Jay’s Birds: A family tradition
BIRMINGHAM, Ala. (WBRC) - Stress is something we all have in common in our lives, and Jay Turner admits he’s no different, but when he returns home from his job as a construction manager, he has a way to de-stress, which is a little out of the ordinary. Jay raises pigeons, but these are no ordinary street pigeons. They’re National Champions!
“I’ve had them since I was nine, and somebody in my family has had them for over 100 years. I actually traded my brother a baseball glove for some pigeons when I was about nine years old, and that’s what started it. I tell everybody, I’ve still got the pigeons, but he doesn’t have that baseball glove anymore.”
Pigeons are Jay’s passion, “I got obsessed with it, I guess. We go all over the country and compete at a high level and do really well.”
If there’s a Pigeon Pecking Order, Jay has a West of England Tumbler named Scarlett, who is at the top of the list.
Jay explains, “All pigeons came from wild pigeons. We call them feral pigeons. Now, there’s almost 400 different breeds. The West of England Tumbler was developed in England as a flying breed.
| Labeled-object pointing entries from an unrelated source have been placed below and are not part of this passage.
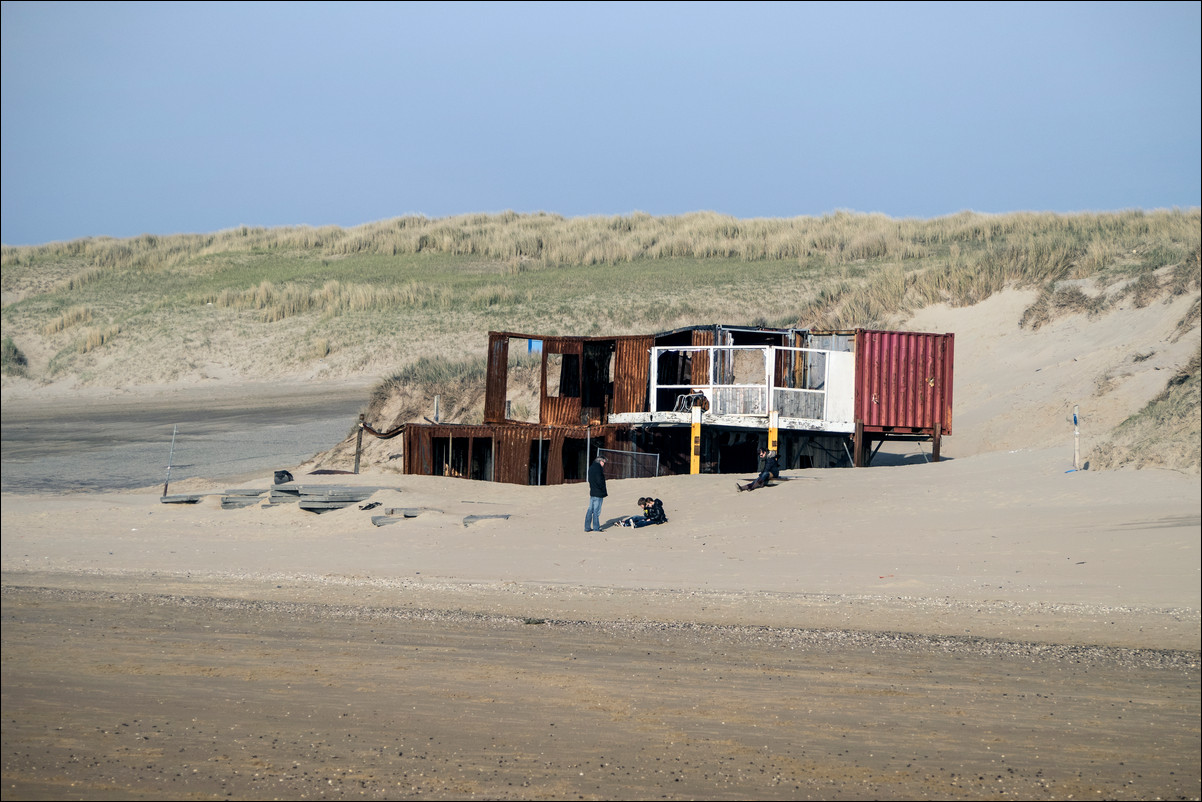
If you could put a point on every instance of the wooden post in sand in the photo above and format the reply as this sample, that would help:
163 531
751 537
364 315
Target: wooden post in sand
1076 439
358 444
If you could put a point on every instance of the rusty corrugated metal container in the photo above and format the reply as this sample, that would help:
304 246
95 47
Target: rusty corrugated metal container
631 373
497 376
559 403
904 381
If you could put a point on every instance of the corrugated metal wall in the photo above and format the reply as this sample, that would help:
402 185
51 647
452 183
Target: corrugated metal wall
498 376
631 373
560 410
510 446
703 338
904 381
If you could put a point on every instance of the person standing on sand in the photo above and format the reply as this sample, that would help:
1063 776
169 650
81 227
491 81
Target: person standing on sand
596 494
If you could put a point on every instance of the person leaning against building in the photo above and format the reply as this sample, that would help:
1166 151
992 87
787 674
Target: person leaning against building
596 494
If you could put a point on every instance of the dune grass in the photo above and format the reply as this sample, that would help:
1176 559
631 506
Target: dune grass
339 302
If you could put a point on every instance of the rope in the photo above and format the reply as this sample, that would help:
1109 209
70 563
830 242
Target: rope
382 435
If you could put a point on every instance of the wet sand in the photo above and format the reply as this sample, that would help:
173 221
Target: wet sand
118 695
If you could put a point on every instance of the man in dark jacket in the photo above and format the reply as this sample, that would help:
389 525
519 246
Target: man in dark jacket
771 470
596 494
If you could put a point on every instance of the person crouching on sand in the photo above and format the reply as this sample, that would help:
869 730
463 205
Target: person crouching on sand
653 512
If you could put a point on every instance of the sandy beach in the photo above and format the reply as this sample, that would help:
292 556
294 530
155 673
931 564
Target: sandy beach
995 624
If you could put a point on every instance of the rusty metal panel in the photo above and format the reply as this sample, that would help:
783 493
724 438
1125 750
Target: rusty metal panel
497 380
631 373
418 457
704 338
560 410
904 381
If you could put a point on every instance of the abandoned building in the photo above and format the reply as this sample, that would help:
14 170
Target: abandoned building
700 399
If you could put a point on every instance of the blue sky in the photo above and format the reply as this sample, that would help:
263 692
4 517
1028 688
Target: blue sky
122 119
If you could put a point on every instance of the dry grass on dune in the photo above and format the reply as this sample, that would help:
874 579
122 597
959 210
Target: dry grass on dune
411 299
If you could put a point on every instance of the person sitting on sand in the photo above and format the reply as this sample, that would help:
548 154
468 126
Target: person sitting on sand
653 512
771 470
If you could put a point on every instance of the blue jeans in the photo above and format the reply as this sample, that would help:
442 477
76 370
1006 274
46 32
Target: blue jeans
593 517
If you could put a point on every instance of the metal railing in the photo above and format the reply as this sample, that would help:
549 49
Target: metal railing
803 385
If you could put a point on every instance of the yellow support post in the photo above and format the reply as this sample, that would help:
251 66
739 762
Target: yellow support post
695 458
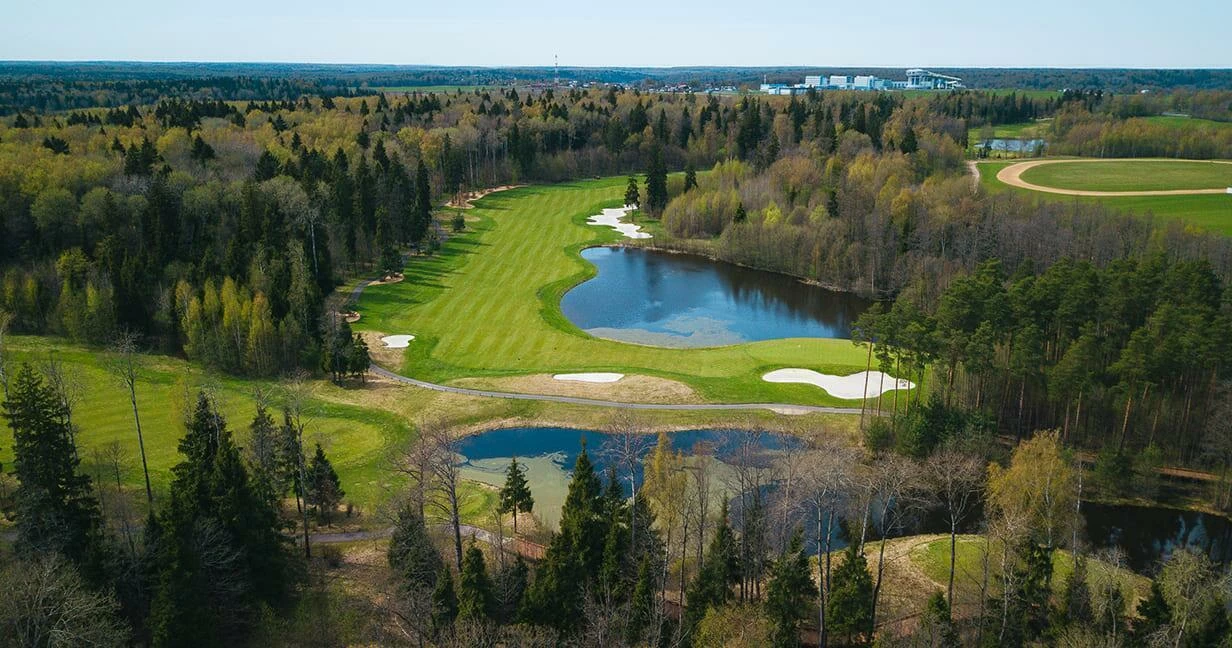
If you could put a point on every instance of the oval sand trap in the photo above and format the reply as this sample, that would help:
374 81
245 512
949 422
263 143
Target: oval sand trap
589 377
847 387
612 218
397 341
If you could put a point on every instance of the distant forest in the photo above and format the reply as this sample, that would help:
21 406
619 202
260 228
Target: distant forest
53 85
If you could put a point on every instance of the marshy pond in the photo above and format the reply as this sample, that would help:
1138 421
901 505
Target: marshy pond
683 301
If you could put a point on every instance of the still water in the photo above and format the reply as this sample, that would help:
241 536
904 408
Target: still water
673 299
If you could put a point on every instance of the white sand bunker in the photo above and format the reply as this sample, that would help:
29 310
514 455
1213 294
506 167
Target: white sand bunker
397 341
612 218
588 377
847 387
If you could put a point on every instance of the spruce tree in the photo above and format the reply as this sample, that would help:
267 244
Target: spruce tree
221 548
849 609
474 588
632 197
445 603
57 510
657 182
515 495
789 591
324 487
412 553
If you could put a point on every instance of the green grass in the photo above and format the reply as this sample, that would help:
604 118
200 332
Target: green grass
1209 212
356 439
488 304
1131 175
934 561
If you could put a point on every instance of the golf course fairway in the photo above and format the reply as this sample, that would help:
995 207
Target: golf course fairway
487 304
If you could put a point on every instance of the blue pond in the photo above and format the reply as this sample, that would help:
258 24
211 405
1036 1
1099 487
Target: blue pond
672 299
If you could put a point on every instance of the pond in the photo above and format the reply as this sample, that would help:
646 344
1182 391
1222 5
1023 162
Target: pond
681 301
551 452
1150 534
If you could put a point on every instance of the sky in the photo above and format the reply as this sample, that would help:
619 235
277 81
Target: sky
1063 33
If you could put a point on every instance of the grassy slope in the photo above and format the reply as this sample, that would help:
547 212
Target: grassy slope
489 306
934 561
355 439
1211 212
1115 175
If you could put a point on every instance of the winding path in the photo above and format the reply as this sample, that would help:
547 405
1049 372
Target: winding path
1012 175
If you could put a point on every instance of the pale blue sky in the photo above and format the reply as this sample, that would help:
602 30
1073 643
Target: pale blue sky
1121 33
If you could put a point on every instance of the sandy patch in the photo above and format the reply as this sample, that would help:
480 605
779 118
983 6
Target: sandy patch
397 341
612 218
1012 175
627 389
596 377
468 197
847 387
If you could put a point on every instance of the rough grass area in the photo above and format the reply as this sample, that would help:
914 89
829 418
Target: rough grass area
488 304
933 559
1131 175
1212 212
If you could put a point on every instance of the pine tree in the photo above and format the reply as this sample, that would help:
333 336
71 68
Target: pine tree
474 588
849 610
657 182
324 487
445 603
789 591
515 495
412 553
57 511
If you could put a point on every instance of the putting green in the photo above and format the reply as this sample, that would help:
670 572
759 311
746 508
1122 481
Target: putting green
488 304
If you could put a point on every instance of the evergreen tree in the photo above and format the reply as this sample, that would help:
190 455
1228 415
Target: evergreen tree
631 194
573 556
445 603
690 176
421 216
474 588
789 591
849 609
412 553
324 488
657 182
515 495
219 543
720 572
57 510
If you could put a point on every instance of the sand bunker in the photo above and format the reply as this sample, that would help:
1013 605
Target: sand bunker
589 377
612 218
397 341
847 387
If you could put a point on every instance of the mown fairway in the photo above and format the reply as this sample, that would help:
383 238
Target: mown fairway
1131 175
1211 212
356 439
488 304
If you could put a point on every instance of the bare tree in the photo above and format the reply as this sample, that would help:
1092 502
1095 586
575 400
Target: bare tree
125 364
897 483
445 477
826 482
956 479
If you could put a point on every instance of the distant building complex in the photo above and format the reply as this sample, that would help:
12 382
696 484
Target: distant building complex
917 79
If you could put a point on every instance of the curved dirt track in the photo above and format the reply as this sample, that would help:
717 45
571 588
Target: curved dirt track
1012 175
It was a bird that would actually fly and tumble in the air. "
“Scarlett has won everywhere she’s ever been. She’s been undefeated. She gets it done. She’s the Queen of This Loft anyway.”
But the lineage of Jay’s Pigeons includes champions by the score. “We’ve flown these birds to California. We’ve been to Washington State. We’ve been to Michigan. We’ve been to Connecticut. You name it. We’ve been everywhere we could go. We’ve taken these birds all over and they can compete at a high level.”
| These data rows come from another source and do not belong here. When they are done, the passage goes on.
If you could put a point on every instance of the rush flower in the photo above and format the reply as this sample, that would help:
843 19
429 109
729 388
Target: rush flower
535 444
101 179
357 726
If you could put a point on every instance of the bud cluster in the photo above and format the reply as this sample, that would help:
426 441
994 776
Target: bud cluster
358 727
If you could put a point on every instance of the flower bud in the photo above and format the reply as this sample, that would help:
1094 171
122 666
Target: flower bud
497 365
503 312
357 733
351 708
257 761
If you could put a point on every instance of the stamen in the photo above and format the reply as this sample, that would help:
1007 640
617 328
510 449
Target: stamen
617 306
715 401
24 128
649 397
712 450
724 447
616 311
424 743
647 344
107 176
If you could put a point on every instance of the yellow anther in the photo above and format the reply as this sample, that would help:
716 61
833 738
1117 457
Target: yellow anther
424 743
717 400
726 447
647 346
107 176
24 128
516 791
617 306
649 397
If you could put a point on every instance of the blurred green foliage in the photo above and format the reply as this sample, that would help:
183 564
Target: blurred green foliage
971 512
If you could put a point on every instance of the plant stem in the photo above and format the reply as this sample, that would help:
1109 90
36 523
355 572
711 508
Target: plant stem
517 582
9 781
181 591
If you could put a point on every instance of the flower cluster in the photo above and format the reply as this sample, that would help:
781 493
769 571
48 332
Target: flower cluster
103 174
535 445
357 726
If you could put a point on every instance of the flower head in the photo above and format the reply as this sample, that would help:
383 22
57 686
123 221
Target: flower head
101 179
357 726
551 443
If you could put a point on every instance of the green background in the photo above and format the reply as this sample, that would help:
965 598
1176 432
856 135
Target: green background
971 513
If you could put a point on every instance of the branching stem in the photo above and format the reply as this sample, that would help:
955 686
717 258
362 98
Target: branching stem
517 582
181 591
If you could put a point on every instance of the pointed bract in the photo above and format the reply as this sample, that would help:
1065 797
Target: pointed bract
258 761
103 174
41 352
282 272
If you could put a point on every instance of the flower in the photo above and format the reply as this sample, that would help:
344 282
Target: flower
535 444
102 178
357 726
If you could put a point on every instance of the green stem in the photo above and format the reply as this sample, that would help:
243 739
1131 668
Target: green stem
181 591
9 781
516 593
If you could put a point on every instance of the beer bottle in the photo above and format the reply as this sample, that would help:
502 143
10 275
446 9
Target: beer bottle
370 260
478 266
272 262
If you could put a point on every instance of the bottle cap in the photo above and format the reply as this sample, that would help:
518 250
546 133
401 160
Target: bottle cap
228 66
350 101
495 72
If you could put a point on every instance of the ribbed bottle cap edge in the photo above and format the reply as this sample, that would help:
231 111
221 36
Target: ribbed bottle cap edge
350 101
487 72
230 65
All the birds don’t compete, but every pigeon has a purpose, “We take the eggs, and we give it to these white homing pigeons, and they’ll foster, and they’ll raise those pigeons for you.”
Of course, raising perfect pigeons isn’t always possible. “Some of them are excellent and some of them are good, and then some of them are poor. I used to say that Joe DiMaggio had five brothers and they weren’t all great baseball players, but he was.”
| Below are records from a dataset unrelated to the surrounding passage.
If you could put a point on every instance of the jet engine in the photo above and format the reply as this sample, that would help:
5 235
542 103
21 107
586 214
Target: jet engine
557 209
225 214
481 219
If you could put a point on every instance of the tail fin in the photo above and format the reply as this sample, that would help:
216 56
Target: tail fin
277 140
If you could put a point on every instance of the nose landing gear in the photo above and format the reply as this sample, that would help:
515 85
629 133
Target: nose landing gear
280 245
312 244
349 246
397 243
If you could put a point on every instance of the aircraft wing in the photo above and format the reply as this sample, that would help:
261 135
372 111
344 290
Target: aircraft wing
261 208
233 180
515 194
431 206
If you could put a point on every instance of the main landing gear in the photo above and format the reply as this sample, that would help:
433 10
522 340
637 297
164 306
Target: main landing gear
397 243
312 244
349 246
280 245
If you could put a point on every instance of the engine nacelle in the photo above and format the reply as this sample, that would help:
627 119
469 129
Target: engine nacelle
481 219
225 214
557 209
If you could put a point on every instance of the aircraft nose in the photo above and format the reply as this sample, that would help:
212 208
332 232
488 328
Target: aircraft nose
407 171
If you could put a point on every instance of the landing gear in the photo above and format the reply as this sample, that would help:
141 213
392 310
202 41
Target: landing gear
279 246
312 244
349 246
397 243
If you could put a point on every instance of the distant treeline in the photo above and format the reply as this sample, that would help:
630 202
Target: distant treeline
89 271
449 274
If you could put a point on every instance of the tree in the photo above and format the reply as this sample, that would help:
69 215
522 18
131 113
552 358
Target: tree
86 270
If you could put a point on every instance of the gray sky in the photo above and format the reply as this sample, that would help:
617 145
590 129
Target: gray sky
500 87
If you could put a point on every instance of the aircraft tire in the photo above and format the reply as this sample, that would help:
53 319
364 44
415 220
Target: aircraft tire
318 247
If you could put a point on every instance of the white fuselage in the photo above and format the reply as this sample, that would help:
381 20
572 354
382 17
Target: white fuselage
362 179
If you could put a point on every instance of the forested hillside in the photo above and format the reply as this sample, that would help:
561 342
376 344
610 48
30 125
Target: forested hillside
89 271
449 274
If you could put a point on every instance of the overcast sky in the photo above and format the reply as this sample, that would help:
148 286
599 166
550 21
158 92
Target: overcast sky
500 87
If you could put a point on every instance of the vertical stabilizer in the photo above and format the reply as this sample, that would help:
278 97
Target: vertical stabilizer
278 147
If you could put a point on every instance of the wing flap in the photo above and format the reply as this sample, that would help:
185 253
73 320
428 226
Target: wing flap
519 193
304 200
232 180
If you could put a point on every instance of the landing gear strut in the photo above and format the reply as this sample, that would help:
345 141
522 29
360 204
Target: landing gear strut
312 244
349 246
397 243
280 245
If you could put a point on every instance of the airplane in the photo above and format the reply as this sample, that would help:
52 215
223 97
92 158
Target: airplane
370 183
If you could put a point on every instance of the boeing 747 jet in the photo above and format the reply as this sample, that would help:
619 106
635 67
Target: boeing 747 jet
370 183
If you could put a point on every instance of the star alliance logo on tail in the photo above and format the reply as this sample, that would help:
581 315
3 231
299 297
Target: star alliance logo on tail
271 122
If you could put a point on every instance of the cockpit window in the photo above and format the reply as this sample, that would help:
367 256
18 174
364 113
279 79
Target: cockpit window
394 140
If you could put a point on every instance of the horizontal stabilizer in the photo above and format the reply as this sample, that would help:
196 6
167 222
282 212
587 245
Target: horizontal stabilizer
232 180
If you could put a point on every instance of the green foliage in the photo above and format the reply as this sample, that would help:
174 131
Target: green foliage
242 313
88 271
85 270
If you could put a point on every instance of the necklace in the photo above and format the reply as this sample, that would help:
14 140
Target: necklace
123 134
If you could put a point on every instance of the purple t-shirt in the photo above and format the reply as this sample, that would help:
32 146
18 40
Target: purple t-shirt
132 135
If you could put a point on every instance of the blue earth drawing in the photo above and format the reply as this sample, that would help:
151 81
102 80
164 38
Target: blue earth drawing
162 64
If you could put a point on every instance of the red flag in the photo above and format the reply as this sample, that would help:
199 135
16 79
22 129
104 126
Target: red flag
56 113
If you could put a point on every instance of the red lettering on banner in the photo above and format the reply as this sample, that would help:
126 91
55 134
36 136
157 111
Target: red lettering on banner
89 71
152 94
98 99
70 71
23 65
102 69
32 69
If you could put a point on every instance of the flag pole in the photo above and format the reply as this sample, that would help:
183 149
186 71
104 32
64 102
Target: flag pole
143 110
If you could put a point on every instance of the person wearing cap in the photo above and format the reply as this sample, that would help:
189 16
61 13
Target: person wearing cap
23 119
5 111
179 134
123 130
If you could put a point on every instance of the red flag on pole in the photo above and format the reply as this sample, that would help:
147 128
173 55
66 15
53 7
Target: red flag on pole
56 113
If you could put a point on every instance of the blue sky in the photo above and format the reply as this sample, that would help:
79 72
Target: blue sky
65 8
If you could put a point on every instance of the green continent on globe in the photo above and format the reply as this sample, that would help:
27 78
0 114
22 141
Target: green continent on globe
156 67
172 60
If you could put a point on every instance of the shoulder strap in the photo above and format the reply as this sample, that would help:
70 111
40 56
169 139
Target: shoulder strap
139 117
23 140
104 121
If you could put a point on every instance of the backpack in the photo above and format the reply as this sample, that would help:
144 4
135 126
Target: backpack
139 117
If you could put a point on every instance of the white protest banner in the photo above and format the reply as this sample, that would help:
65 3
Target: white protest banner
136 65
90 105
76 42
When he isn’t competing, Jay is a championship judge as well. “I enjoy judging and so I can do that, and I can give back to the hobby now and go anywhere in the country and judge.”
But it’s in his own loft where Jay finds his joy. “I have a real stressful job. I work a lot of guys and we work all over the country. I can walk in that loft and all that goes away.”
For the Turners, raising pigeons is an ongoing family tradition.